Dr. Lukyanenko worked with and was supervised by Dr. Jeffrey Parsons, University Research Professor at Memorial’s business faculty. Dr. Parsons accepted the awards for Dr. Lukyanenko, who couldn’t attend the conference.
“I was happy to learn that Jeff was able to be there on my behalf,” said Mr. Lukyanenko. “Oftentimes the spotlight goes to the student, but definitely, the amount of effort I put into the dissertation, I would not have done if I had not had Jeff as a supervisor. He saw the promise and therefore I invested a lot of my personal time in the research and I’m glad that I did.”
Memorial partnerships
Dr. Lukyanenko is continuing his research on instantiation validity with Dr. Parsons as well as Dr. Joerg Evermann, associate professor of information systems at the Faculty of Business Administration. He’s also working with Dr. Sherrie Komiak, associate professor of information systems at the business faculty, on ways to better tailor information technology to the variable needs of people.

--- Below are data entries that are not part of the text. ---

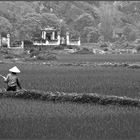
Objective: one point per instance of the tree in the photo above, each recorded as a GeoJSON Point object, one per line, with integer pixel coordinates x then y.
{"type": "Point", "coordinates": [5, 25]}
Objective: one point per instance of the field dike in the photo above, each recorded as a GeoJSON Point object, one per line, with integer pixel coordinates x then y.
{"type": "Point", "coordinates": [72, 97]}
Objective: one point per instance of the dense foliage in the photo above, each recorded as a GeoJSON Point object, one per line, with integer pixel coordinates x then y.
{"type": "Point", "coordinates": [90, 20]}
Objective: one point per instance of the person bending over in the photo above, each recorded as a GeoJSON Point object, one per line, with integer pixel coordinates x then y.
{"type": "Point", "coordinates": [12, 79]}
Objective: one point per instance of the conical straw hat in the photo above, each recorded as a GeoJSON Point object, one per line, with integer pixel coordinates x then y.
{"type": "Point", "coordinates": [14, 69]}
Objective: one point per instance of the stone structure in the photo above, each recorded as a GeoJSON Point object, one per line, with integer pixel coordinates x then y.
{"type": "Point", "coordinates": [75, 42]}
{"type": "Point", "coordinates": [51, 36]}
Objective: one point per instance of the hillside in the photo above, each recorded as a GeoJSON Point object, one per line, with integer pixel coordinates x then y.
{"type": "Point", "coordinates": [91, 20]}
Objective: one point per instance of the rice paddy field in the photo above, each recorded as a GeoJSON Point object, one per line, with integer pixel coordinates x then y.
{"type": "Point", "coordinates": [41, 119]}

Dr. Lukyanenko’s study is titled The IQ of the Crowd: Understanding and Improving Information Quality in Structured User-generated Content. Co-authored with Dr. Parsons and Dr. Yolanda Wiersma, associate professor at Memorial’s Department of Biology, the study was published in Information Systems Research.
His study on instantiation validity, Instantiation Validity in IS Design Research, was written with Dr. Parsons and Dr. Evermann and published in Advancing the Impact of Design Science: Moving from Theory to Practice.